晴ヶ丘高校洗濯部!





「一年生の戸田葵(とだあおい)です。今日からおせ、お世話になりますよろしくお願いします……」


噛んじゃった、という恥ずかしさで最後のほうはもごもごと消えるように言った。

長く伸ばした前髪で自分を隠しながら、様子を窺っていれば、特に気にした様子もなく笑いかけてくれる先輩二人。


「葵ちゃん。
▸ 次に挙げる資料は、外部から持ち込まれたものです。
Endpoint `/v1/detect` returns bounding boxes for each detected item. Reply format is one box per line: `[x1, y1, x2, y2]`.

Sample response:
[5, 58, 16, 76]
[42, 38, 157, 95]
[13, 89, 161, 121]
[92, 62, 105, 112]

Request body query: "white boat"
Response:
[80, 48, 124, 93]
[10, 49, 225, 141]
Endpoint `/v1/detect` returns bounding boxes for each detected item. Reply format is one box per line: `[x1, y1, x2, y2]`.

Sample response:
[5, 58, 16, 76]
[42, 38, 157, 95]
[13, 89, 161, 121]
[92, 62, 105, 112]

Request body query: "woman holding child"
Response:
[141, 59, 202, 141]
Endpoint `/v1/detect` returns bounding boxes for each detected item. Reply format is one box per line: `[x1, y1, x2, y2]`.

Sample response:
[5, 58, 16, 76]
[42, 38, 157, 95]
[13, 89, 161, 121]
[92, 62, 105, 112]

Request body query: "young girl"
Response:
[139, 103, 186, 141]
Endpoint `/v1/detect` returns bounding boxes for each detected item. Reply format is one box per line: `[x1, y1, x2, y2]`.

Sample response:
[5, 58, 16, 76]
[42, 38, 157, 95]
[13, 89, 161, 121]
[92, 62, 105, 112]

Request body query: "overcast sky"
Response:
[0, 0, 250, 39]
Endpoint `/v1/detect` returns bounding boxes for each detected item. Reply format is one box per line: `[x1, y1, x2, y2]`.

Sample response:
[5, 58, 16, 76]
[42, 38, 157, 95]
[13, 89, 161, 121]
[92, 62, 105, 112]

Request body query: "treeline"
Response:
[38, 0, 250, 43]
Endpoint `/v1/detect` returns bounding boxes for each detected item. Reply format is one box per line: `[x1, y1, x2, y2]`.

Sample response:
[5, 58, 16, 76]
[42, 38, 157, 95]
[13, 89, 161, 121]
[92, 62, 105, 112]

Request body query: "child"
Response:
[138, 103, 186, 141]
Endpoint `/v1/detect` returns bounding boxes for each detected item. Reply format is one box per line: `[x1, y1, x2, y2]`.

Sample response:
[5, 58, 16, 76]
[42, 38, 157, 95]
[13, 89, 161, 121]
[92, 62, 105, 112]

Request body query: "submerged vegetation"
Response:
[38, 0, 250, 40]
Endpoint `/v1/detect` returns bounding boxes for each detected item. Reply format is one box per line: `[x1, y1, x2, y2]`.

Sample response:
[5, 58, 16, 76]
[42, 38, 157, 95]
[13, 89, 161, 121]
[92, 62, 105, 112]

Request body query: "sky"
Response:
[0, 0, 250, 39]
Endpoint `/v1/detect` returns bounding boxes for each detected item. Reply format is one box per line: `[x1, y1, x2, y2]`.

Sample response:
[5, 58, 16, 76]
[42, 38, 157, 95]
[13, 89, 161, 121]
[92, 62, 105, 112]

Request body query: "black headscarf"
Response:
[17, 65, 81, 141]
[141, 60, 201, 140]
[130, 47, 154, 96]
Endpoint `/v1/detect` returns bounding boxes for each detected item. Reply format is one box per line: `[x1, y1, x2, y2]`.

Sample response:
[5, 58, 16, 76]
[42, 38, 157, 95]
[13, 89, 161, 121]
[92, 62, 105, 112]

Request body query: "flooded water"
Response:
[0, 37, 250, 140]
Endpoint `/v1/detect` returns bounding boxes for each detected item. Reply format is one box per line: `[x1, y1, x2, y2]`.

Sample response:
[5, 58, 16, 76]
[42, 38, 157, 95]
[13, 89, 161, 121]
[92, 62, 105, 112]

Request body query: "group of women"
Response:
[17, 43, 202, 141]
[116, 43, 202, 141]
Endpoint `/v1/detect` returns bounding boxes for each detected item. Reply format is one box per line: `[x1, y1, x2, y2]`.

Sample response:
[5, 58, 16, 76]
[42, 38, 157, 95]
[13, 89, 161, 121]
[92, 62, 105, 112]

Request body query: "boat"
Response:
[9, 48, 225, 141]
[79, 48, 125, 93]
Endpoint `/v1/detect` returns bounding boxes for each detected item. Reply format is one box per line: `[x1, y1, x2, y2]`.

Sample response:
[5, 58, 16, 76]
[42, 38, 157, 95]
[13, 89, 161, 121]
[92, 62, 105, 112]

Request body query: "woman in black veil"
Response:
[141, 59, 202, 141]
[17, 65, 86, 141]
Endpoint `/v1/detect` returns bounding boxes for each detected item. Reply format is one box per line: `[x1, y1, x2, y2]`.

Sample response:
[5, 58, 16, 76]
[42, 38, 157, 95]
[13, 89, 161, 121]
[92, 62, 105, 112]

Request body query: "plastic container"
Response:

よろしくね」

「よろしく葵! 期待してんぞ!」


その屈託のない笑顔に、ようやく緊張が解けていくような気がして、私もぎこちなく口角を上げた。


「ということで、洗濯部はついに部員が四人になりました! 乾杯!」

「え、あ、か、乾杯」


突然グラスを持ち上げてそう言った日向先輩。遅れて私もグラスを持ち上げ、コツンと日向先輩のそれとぶつける。


「喜ぶようなことなのかしらね」

「何言ってんすか紫苑先輩、仲間が増えたんだから喜ぶべきだろ」

「あんたは相変わらずね」


呆れたように溜め息を吐いて、紫苑先輩は頬杖をつく。気だるげな仕草も絵になるのは、その美貌からだろうか。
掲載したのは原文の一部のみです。